I also talked yesterday again w/ Omer Trajman of Vertica, who surprised me by indicating a high single-digit number of Vertica’s customers were in production with Hadoop — i.e., over 10% of Vertica’s production customers. (Vertica recently made its 100th sale, and of course not all those buyers are in production yet.) Vertica/Hadoop usage seems to have started in Vertica’s financial services stronghold — specifically in financial trading — with web analytics and the like coming on afterwards.
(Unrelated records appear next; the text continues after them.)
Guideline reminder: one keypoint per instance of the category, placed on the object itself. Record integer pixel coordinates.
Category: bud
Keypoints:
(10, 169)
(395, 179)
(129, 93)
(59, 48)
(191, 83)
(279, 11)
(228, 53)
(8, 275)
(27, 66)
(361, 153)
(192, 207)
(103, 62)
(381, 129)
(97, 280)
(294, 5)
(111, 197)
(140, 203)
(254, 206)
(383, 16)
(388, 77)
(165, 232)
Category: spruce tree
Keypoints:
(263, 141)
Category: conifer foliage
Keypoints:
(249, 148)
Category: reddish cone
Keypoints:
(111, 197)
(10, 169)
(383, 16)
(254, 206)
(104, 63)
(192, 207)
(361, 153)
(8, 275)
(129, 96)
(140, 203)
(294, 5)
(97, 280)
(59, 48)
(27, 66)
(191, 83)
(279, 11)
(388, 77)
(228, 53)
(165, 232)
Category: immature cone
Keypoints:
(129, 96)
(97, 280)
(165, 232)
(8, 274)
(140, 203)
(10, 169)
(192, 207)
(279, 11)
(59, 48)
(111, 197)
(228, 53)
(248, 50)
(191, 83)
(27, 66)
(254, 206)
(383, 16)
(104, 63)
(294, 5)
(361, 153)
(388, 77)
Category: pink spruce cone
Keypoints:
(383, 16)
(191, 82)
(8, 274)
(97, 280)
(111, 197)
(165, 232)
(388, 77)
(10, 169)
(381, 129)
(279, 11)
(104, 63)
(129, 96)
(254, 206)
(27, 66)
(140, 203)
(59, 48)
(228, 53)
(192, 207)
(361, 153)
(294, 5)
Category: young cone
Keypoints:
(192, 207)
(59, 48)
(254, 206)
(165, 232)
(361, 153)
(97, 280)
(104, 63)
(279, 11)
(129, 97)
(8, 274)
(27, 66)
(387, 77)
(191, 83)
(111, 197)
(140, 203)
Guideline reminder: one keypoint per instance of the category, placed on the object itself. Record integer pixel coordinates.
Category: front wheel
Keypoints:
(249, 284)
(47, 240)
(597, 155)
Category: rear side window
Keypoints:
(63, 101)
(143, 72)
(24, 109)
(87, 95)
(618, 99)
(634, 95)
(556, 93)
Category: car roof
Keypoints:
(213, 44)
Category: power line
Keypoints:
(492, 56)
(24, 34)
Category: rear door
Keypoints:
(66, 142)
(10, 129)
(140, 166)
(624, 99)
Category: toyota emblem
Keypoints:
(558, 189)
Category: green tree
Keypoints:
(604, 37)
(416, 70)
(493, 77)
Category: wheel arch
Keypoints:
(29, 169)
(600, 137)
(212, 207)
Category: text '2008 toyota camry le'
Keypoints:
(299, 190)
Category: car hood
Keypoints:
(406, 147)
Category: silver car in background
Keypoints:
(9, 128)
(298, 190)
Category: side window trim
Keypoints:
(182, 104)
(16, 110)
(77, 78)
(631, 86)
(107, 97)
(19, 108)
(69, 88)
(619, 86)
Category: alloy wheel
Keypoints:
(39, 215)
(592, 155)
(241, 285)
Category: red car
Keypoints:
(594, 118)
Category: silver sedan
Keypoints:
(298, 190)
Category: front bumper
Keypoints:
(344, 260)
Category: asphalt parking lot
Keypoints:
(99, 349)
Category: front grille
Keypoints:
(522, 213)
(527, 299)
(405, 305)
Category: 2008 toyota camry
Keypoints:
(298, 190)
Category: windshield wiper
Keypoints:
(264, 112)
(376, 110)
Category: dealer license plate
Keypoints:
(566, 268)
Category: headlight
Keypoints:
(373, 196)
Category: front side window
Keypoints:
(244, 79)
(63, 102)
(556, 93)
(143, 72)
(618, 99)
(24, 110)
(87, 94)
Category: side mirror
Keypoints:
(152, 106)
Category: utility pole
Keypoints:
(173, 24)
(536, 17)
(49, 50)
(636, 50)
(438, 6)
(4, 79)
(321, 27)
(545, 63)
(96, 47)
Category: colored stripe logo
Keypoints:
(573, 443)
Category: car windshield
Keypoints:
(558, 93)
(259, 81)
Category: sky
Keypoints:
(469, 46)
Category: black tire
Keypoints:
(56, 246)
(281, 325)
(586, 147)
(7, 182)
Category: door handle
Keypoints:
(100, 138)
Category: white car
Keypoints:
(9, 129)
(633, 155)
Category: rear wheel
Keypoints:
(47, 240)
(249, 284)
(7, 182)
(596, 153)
Based on current prototyping efforts, Omer expects bioinformatics to be the third production market for Vertica/Hadoop, with telecommunications coming in fourth.
Unsurprisingly, the general Vertica/Hadoop usage model seems to be:
- Do something to the data in Hadoop
- Dump it into Vertica to be queried
What I did find surprising is that the data often isn’t reduced by this analysis, but rather exploded in size. E.g., a complete store of mortgage trading data might be a few terabytes in size, but Hadoop-based post processing can increase that by 1 or 2 orders of magnitude. (Analogies to the importance and magnitude of “cooked” data in scientific data processing come to mind.)
And finally, I talked to Aster a few days ago about the usage of its nCluster/Hadoop connector. Aster characterized Aster/Hadoop users’ Hadoop usage as being of the batch/ETL variety, which is the classic use case one concedes to Hadoop even if one believes that MapReduce should commonly be done right in the DBMS.